As a parent, I’ve had moments in which I regretted having kids. I’ve wondered how my life would have unfolded without my son and daughter. But I’ve never had sustained periods, month after month, in which I wish they had never been born.
It makes me sad that some parents do regret having kids. Perhaps they couldn’t foresee the trials of parenthood. Perhaps their son or daughter had severe physical or behavioral problems. I get having moments of frustration and introspection, but I can’t understand resenting your children — blaming them for the inconveniences they’ve caused.
The Washington Post recently wrote about an academic study that found many parents’ happiness dropped — instead of increased — after having a child.
“The effect was especially strong in mothers and fathers who are older than 30 and with higher education,” the newspaper said. “The consequence of the negative experiences was that many of the parents stopped having children after their first.”
The study followed more than 2,000 German parents for at least two years after the birth of their first child. Parents commented on the “continuous and intense nature of childrearing.”
Yes. Been there.
Parents also talked about sleep deprivation, depression and conflicts with their partner.
Yes. Been there.
It’s amazing anyone wants to be a parent when you look at the facts. Kids cost so much in so many quantifiable ways. But they can give you so much in return — in ways that are hard to measure.
How do you measure the joy of hearing a baby’s first words or seeing her first steps? Throughout a child’s life, countless milestones occur that provide immense joy to parent and child. Birthday parties. Family vacations. Christmas. Graduation.
Happy moments, of course, are offset by sometimes bitter conflicts and vexing communication problems. But raising a child adds depth and texture to your life. As a parent, you change and grow with each year of your child’s development.
Still … parenting isn’t for everyone. Nor should it be. I respect couples who decide that parenting — with all its disruptions — isn’t for them. I have a problem with couples who wanted kids and then resent them.
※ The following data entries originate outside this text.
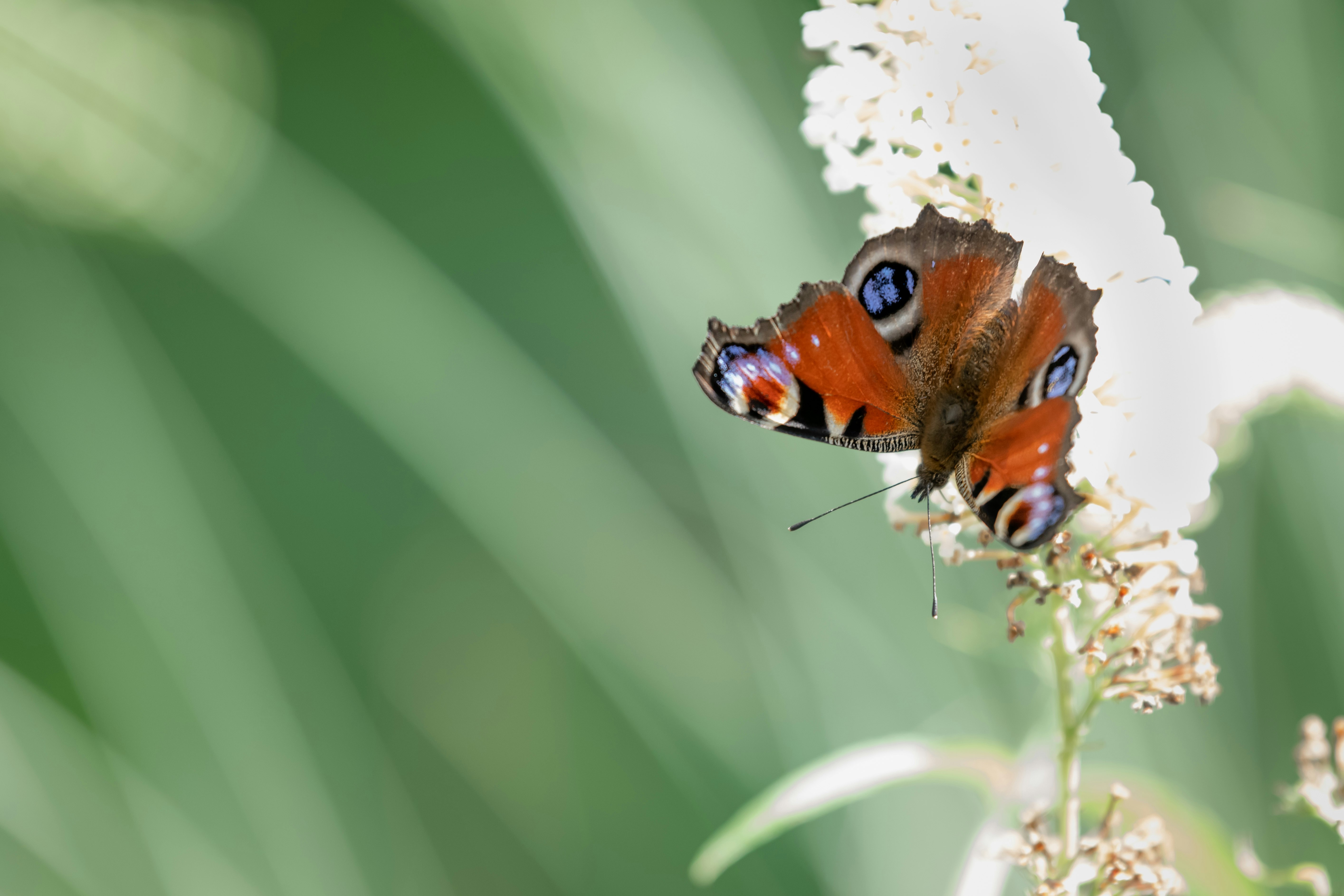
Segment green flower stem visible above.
[1050,592,1091,878]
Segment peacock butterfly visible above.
[695,205,1101,561]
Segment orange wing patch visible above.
[766,291,911,437]
[969,398,1077,498]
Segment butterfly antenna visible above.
[789,476,915,532]
[925,494,938,619]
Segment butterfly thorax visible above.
[915,387,977,498]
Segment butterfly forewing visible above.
[695,282,914,451]
[695,205,1101,549]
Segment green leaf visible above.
[691,738,1013,886]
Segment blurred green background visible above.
[0,0,1344,896]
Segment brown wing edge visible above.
[691,281,919,453]
[843,203,1021,298]
[954,400,1095,552]
[691,281,844,411]
[1023,255,1102,404]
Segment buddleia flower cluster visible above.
[802,0,1220,895]
[1281,716,1344,841]
[995,785,1185,896]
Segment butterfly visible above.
[695,205,1101,561]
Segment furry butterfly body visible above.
[695,205,1101,551]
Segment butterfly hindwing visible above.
[957,396,1082,551]
[695,282,915,451]
[695,205,1101,551]
[957,258,1101,551]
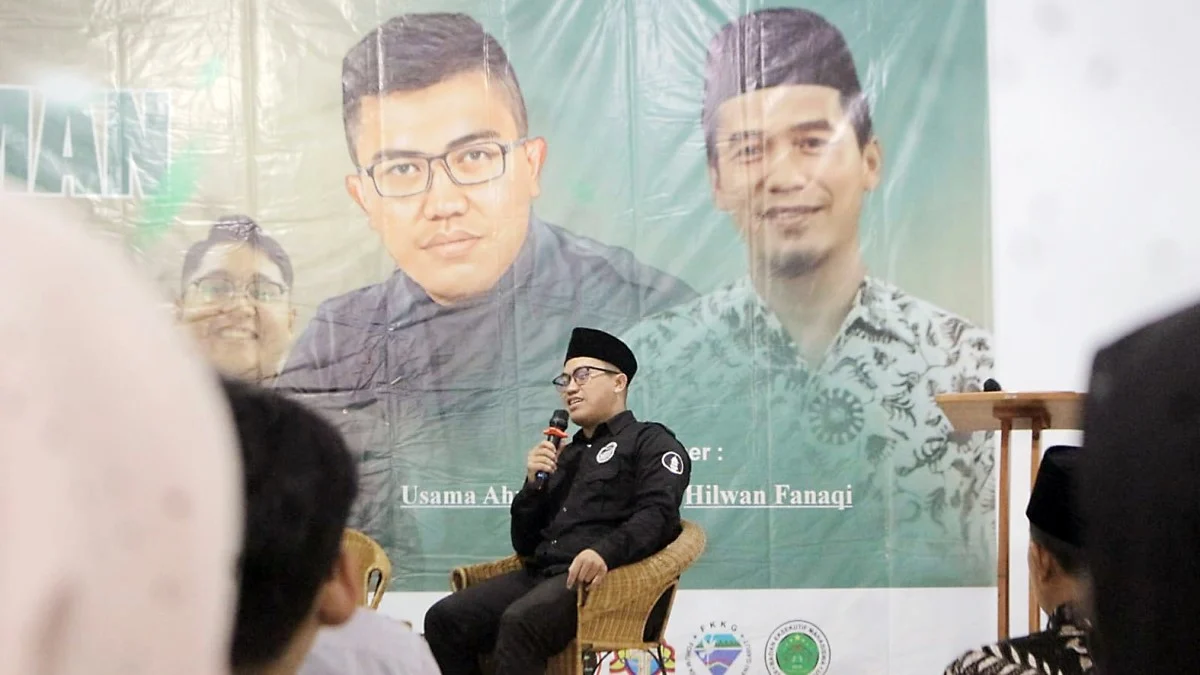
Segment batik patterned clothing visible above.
[625,277,995,587]
[944,605,1093,675]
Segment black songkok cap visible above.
[1025,446,1084,546]
[563,327,637,381]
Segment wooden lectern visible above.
[937,392,1084,640]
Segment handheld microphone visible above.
[534,410,568,490]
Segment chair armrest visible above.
[450,555,521,592]
[578,521,706,644]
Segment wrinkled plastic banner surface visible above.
[0,0,995,675]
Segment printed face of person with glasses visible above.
[552,357,629,429]
[178,241,295,382]
[346,71,546,304]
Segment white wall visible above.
[988,0,1200,633]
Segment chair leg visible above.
[580,649,608,675]
[650,644,667,675]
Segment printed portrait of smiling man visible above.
[280,13,696,581]
[624,8,995,587]
[175,216,296,384]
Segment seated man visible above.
[425,328,691,675]
[946,446,1092,675]
[224,380,358,675]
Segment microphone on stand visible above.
[534,410,568,490]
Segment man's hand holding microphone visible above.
[526,410,608,589]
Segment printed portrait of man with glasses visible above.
[280,13,696,590]
[175,216,295,383]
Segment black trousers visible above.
[425,569,578,675]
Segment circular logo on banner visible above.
[662,450,683,476]
[686,621,750,675]
[766,620,829,675]
[596,441,617,464]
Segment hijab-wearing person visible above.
[0,197,241,675]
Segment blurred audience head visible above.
[224,380,358,675]
[1081,306,1200,675]
[1025,446,1087,614]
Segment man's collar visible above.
[571,410,637,443]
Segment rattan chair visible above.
[450,520,706,675]
[343,530,391,609]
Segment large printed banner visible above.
[0,0,996,675]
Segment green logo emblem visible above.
[764,621,829,675]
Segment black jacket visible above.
[511,411,691,575]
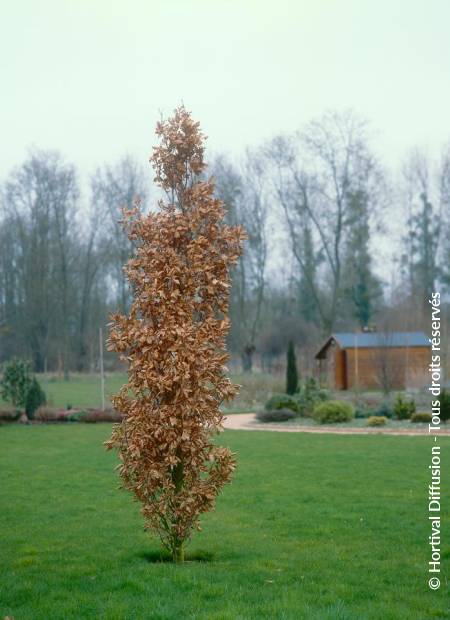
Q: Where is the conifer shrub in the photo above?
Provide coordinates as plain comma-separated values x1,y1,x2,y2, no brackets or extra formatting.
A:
394,394,416,420
439,390,450,422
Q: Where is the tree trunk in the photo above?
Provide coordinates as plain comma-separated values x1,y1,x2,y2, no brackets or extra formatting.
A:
241,345,255,372
172,542,184,564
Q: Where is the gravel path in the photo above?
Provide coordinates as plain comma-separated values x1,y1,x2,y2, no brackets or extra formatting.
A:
224,413,450,436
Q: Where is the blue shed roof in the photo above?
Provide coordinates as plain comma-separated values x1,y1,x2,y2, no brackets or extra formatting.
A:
316,332,430,357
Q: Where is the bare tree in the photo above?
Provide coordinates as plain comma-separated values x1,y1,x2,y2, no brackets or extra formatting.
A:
402,149,445,307
91,156,147,312
3,151,78,371
266,112,381,332
213,151,268,372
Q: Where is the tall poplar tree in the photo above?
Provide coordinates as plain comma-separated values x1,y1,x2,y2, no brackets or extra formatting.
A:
106,107,244,562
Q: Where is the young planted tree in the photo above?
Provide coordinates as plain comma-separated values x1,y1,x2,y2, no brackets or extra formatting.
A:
106,107,244,562
286,340,298,394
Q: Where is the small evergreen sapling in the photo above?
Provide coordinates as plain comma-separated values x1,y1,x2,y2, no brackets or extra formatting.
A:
286,340,298,395
106,107,244,562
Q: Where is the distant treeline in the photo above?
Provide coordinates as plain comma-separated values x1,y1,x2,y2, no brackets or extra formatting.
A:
0,111,450,373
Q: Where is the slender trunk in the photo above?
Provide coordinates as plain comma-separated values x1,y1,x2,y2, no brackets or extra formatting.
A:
172,542,184,564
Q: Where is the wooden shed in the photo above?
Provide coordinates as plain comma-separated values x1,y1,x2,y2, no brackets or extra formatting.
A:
315,332,430,390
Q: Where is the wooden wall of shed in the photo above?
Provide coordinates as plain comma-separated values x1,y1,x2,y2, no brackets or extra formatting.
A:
346,347,430,390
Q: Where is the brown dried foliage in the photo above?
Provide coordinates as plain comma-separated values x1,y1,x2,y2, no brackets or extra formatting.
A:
106,107,245,561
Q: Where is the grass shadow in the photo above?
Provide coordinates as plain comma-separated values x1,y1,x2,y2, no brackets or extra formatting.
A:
138,551,214,564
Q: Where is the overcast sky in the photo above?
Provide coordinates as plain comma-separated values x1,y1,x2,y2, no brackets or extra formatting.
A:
0,0,450,185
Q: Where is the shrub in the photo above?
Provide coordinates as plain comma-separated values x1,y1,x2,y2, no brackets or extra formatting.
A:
394,394,416,420
313,400,355,424
34,406,68,422
296,377,328,417
264,394,300,413
355,403,375,419
375,400,394,419
256,409,296,422
411,412,431,424
25,377,47,420
0,407,20,422
0,358,31,409
366,415,387,426
66,409,87,422
439,390,450,422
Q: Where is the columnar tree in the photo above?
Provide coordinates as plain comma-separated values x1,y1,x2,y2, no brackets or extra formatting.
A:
107,107,244,562
286,340,298,394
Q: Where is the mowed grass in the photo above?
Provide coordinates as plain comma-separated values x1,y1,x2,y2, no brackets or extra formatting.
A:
27,372,284,413
0,424,450,620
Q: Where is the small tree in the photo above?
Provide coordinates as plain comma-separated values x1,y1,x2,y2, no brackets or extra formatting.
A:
0,358,32,411
106,107,244,562
286,340,298,394
25,377,47,420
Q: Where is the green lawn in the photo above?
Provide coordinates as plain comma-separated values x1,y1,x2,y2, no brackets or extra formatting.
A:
0,424,450,620
19,373,284,413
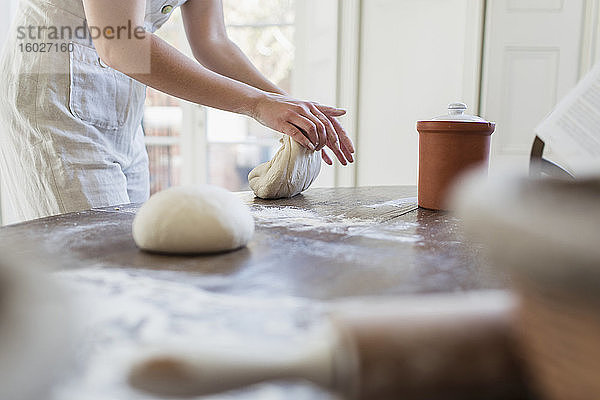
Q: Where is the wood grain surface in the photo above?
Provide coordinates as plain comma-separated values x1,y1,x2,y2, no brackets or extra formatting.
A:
0,187,505,300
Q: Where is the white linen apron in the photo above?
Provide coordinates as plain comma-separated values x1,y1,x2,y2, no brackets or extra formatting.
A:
0,0,186,223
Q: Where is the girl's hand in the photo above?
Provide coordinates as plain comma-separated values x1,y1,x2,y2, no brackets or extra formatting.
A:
252,93,354,165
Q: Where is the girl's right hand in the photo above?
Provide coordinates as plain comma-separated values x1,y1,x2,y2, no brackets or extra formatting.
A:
252,93,354,165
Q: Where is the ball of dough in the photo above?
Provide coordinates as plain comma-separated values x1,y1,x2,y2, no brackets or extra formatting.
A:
248,136,321,199
133,185,254,254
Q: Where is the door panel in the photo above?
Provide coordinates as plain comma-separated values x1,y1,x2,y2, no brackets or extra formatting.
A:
481,0,585,166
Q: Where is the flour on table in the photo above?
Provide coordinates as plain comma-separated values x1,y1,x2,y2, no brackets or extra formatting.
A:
133,185,254,254
248,136,321,199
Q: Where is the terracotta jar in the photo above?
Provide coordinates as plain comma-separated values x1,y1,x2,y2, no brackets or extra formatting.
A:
417,103,496,210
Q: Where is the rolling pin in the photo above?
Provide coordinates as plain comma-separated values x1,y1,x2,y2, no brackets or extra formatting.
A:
129,292,528,400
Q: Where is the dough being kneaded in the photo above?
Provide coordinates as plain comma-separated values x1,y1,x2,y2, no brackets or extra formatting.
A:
248,135,321,199
133,185,254,254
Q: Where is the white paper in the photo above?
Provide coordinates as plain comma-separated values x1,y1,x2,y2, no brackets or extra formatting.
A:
536,64,600,177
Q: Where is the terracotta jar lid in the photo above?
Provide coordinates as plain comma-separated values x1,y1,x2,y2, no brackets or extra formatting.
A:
417,103,496,135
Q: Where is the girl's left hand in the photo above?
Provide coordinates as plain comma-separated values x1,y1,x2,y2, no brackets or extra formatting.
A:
313,103,355,165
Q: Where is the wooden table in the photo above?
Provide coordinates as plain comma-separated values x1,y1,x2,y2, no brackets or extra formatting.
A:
0,187,505,399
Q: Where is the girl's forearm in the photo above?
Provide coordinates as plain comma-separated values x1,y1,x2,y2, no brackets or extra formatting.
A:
109,35,265,116
194,38,286,94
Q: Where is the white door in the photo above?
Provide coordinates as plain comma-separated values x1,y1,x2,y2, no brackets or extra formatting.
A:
481,0,586,168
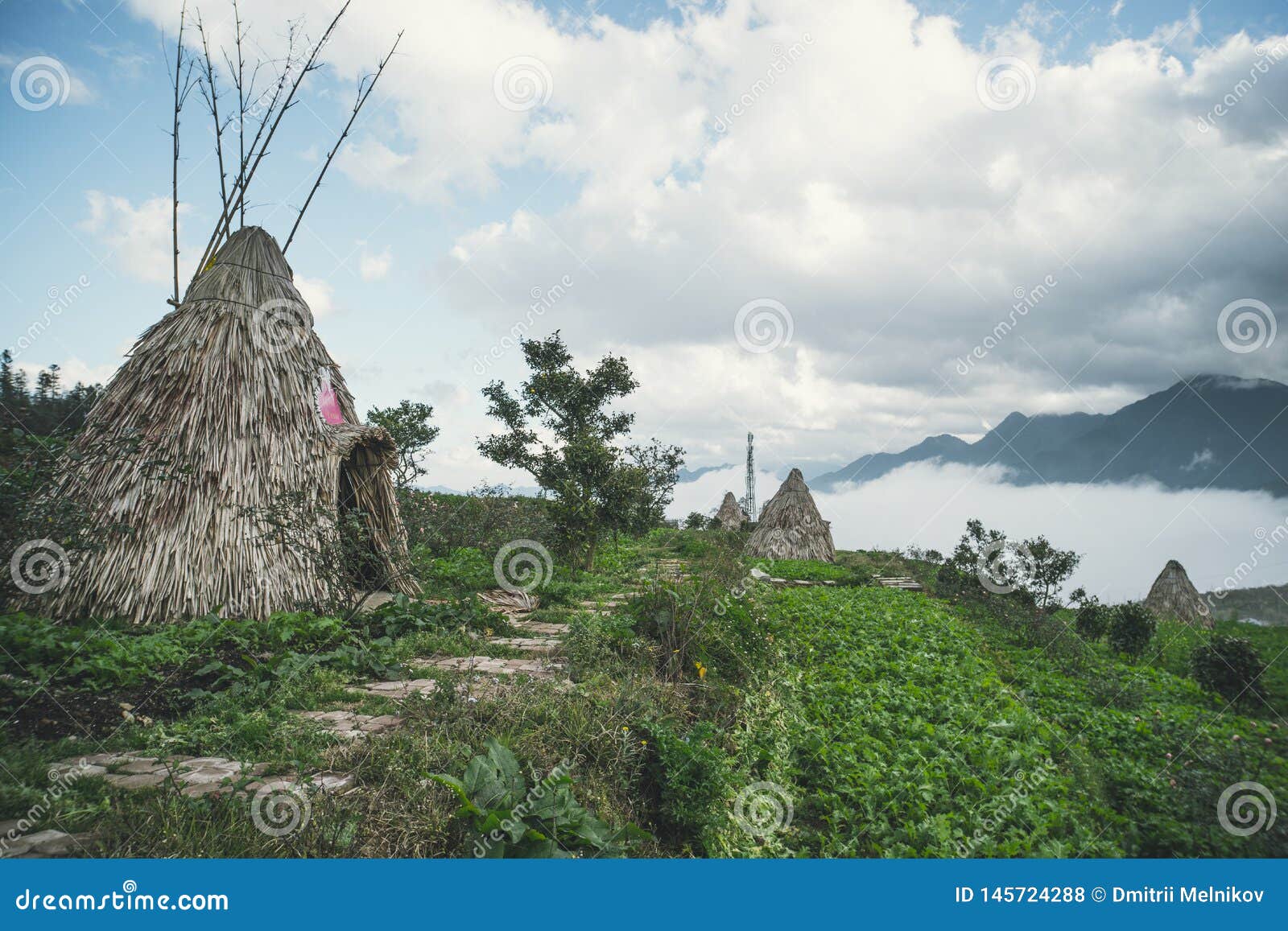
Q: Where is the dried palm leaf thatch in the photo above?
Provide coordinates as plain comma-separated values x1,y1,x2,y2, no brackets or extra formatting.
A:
716,492,747,530
745,469,836,562
1145,559,1212,627
32,227,416,620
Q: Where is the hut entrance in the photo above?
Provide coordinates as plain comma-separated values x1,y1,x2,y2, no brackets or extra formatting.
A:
337,443,389,591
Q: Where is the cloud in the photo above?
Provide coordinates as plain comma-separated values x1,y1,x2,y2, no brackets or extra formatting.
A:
0,51,99,108
358,249,394,281
668,463,1288,601
17,352,125,389
113,0,1288,476
295,274,333,317
76,191,188,285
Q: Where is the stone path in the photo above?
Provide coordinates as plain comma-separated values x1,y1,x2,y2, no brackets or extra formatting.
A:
488,636,563,657
422,657,563,678
872,575,925,591
0,822,94,860
14,590,630,858
296,711,402,740
49,752,353,797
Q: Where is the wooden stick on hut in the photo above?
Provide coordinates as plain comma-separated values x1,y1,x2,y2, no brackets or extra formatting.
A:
190,0,352,284
167,2,193,307
282,32,402,255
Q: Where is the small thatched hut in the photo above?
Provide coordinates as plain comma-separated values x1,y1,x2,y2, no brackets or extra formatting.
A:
1145,559,1212,627
716,492,747,530
747,469,836,562
37,227,416,620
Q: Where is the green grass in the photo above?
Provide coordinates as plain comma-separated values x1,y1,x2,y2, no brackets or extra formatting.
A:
0,530,1288,856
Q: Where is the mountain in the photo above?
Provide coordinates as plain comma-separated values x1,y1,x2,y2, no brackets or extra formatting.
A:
809,375,1288,497
1203,585,1288,626
676,462,733,482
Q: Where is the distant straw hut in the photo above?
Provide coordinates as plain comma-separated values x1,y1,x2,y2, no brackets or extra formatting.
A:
716,492,747,530
747,469,836,562
36,227,416,620
1145,559,1212,627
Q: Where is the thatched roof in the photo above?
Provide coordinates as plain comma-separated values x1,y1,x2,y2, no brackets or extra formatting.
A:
1145,559,1212,627
716,492,747,530
747,469,836,562
32,227,415,620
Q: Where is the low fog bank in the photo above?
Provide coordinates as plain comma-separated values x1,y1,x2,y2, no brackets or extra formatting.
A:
668,462,1288,600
I suspect more people than we think fall into the latter group.
There’s even a Facebook page for people who regret having kids.
“This page is here to let all the mothers and fathers know that regretting having a child(ren) is normal and shouldn’t be taboo,” it says. “We are here for you.”
Someone posted an online greeting card, intended to be humorous I suppose, that says, “Dogs are furry children that will never ask for money, a car or a phone. And they are always glad to see you.”
A mom complains
A mother wrote this anonymous comment on the Facebook page:
I am a 27-year-old woman who regrets having kids … I now have an almost 2-year-old who is still waking up several times at night, is very needy in general, and I hate it. I’m an only child and an introvert, and I NEED my alone time, which I never get. My husband works crazy long hours and I have no other help. It’s very stressful … But the worst part in all this is, I’m pregnant again!
Sadness. That’s all I have. Advice for this overwhelmed mom? I have none. Judgment of her? I have none.
I wish everyone who had children loved them dearly and could say, without hesitation, that the good outweighs the bad. Unfortunately, this is not the case.
If you’re considering being a parent, count the cost. If you’re already a parent, try to dwell on the positives more than the negatives.